When Britney Spears addresses the guy she hopes will hit her one more time (with the truth, not his fist, she’s hastened to explain), she calls him her ”baby” in a growly moan that would do a veteran soul singer proud. ”Oh, bay-buh, bay-buh” is her refrain, and that throaty purr, combined with the pert video that was all over MTV like milk chocolate on a Ding Dong, turned the 18-year-old Spears into an end-of-century sex kitten who’d humble Humbert Humbert.
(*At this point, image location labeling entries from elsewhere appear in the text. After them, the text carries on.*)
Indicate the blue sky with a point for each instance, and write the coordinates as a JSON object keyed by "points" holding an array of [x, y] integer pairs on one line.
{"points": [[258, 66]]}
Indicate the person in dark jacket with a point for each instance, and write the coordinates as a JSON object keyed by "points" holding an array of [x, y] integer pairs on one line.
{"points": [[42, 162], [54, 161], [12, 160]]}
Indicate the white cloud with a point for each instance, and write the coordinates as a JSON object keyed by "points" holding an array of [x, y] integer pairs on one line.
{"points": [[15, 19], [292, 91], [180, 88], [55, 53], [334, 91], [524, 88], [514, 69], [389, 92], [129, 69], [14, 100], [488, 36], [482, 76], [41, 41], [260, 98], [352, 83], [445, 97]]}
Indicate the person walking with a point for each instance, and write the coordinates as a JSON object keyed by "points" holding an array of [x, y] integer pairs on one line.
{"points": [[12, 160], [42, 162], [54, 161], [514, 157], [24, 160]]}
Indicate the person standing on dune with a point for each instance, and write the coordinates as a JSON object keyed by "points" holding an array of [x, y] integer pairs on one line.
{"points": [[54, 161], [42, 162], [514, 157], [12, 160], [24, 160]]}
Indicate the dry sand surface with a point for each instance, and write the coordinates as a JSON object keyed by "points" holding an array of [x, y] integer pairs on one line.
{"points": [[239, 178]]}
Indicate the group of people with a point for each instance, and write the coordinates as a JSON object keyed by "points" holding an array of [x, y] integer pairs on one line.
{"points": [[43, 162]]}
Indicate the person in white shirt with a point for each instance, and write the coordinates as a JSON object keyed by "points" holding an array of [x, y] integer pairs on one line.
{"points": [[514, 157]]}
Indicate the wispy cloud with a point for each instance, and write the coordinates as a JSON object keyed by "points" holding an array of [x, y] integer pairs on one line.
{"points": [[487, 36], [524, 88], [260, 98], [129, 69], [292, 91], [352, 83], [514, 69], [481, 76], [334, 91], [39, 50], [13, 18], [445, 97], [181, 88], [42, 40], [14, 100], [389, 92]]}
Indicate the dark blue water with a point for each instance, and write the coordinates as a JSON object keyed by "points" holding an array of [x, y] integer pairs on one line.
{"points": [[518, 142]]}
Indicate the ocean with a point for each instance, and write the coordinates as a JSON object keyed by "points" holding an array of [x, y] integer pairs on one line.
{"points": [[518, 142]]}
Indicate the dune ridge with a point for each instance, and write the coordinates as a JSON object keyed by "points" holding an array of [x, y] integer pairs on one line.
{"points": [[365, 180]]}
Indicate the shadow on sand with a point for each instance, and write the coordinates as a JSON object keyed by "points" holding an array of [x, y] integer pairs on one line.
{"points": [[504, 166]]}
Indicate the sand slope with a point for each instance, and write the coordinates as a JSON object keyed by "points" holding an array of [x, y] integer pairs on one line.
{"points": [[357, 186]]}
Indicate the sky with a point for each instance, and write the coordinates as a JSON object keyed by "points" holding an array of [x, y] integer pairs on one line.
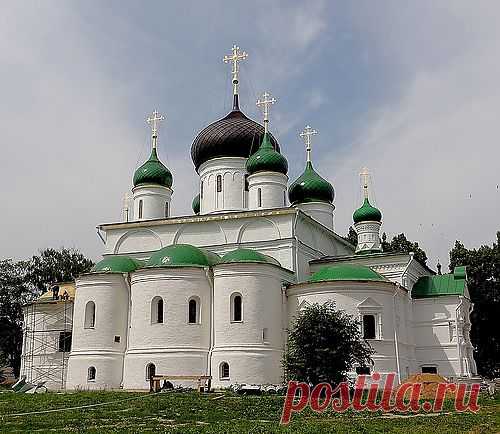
{"points": [[408, 90]]}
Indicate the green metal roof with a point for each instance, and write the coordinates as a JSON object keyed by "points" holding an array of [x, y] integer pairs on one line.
{"points": [[367, 213], [153, 172], [182, 255], [267, 159], [310, 187], [441, 285], [196, 204], [346, 272], [116, 264], [248, 255]]}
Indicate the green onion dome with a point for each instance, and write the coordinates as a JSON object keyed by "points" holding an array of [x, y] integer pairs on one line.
{"points": [[267, 159], [248, 255], [182, 255], [346, 272], [367, 213], [310, 187], [196, 204], [116, 264], [153, 172]]}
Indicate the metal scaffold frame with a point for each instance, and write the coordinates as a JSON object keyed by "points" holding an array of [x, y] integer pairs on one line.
{"points": [[42, 360]]}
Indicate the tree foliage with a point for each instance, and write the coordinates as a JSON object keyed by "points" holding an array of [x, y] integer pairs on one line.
{"points": [[323, 345], [53, 265], [483, 279], [401, 244], [13, 294], [22, 282]]}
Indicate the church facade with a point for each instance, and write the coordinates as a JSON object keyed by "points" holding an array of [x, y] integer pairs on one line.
{"points": [[214, 293]]}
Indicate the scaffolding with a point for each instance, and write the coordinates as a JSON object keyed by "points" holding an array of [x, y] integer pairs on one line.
{"points": [[47, 340]]}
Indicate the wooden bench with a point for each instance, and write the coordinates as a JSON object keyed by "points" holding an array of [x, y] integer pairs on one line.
{"points": [[154, 381]]}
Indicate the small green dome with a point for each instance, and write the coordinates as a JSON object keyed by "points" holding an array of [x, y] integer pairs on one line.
{"points": [[116, 264], [182, 255], [267, 159], [196, 204], [153, 172], [367, 213], [248, 255], [310, 187], [346, 272]]}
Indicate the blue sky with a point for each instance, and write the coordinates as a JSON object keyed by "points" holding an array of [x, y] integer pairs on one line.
{"points": [[410, 91]]}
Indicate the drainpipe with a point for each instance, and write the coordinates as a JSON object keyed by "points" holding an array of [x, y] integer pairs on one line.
{"points": [[127, 280], [296, 258], [459, 351], [396, 347], [210, 277]]}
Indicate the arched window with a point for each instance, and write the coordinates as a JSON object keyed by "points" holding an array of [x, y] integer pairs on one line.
{"points": [[150, 371], [157, 310], [91, 373], [369, 326], [140, 208], [193, 310], [236, 307], [89, 322], [224, 371]]}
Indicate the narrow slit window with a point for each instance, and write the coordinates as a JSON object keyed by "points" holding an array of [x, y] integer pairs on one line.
{"points": [[369, 326], [140, 208], [192, 312], [91, 374]]}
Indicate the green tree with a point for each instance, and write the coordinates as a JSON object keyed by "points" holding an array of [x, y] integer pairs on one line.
{"points": [[21, 283], [53, 265], [483, 280], [401, 244], [323, 345], [13, 294]]}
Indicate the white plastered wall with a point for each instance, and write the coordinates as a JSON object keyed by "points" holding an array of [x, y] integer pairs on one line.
{"points": [[96, 346]]}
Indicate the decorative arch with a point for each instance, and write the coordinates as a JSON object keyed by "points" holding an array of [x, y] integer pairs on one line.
{"points": [[138, 240], [200, 235], [257, 230]]}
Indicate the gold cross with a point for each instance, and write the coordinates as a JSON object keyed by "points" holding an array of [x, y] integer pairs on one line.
{"points": [[154, 120], [306, 136], [265, 103], [235, 57]]}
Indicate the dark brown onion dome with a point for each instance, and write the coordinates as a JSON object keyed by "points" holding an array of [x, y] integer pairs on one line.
{"points": [[235, 135]]}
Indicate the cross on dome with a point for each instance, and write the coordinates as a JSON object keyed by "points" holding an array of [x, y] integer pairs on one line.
{"points": [[235, 57], [265, 104], [365, 176], [306, 136], [154, 120]]}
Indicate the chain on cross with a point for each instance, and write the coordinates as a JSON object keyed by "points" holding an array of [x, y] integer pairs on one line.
{"points": [[365, 176], [235, 57], [154, 120], [265, 104], [306, 136]]}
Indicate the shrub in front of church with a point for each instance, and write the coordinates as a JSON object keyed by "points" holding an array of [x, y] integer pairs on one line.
{"points": [[324, 344]]}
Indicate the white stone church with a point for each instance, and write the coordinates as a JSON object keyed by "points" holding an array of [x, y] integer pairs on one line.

Not that there’s anything wrong with that, since Spears bypasses Nympho-ville and zooms straight into the Mall-lands of America, where her public appearances make prepubescent fans scream with innocent delight. It’s like the Knack (a teenybop act that peaked before Britney was born) once said: ”The little girls understand.”
What the little girls in Spears’ sphere get is that their idol is one confident role model who’s chosen her own influences well: a bit of Janet Jackson in her take-charge dance moves, a smidgen of Mariah’s sultry sassiness, some Stevie Wonder in her croon, and, behind the scenes, Backstreet Boys mentor Max Martin cowriting and coproducing unshakable pop hits. Spears’ ‘99 debut, …Baby One More Time, has sold more than 9 million copies, and her non-mall stadium tours were sellout hormonal fits. One non-setback: Rumors she’d guest-star on Dawson’s Creek came to naught. (Wise career move, Brit — have you seen the show this season? A young woman in your position shouldn’t have to share screen time with an aging harlot like Jen or a mope-a-dope like Pacey.) She’s also weathered her first controversy — speculation that Kentwood, La.’s Baptist-raised sweetie (”I’ve always been really religious,” she told EW. ”I was brought up in the church, but I can still party!”) has had her chest enhanced. (For the record: accusation denied.)
Spears knows where she’s coming from, artistically speaking. She sees her art through the mists of ancient pop history: ”There was a period when R&B was really strong. You didn’t hear any pop. It was like New Kids on the Block, and then all of a sudden it just went away.” Britney, on the heels of the Backstreet Boys, helped bring pop back. And, on the much higher heels of the Spice Girls, she’s taken girl power to higher ground. Where ’80s predecessors Tiffany and Debbie Gibson had to maintain at least a pretense of white-bread innocence, Spears has tapped into hip-hop’s free-flowing sensuality without scaring off kids or their ‘rents, duplicating beats that are funky but not so freaky they can’t be reproduced by little girls in front of their mirrors. (At this point, even Mariah’s co-opting Britney’s butterscotch hair, with matching lipstick, and youthful, semi-porn sweatpant chic.) In 1999, she was the brightest reflection of prepubescent longing and joy.
”My audience looks at me like a girlfriend,” says Spears. ”That’s how I was trying to portray it on stage, like, ‘All of us girls out there!’ Instead of being, like, I don’t know, ‘I’ve got a man and duh-duh-duh.’ I didn’t want the jealousy thing.”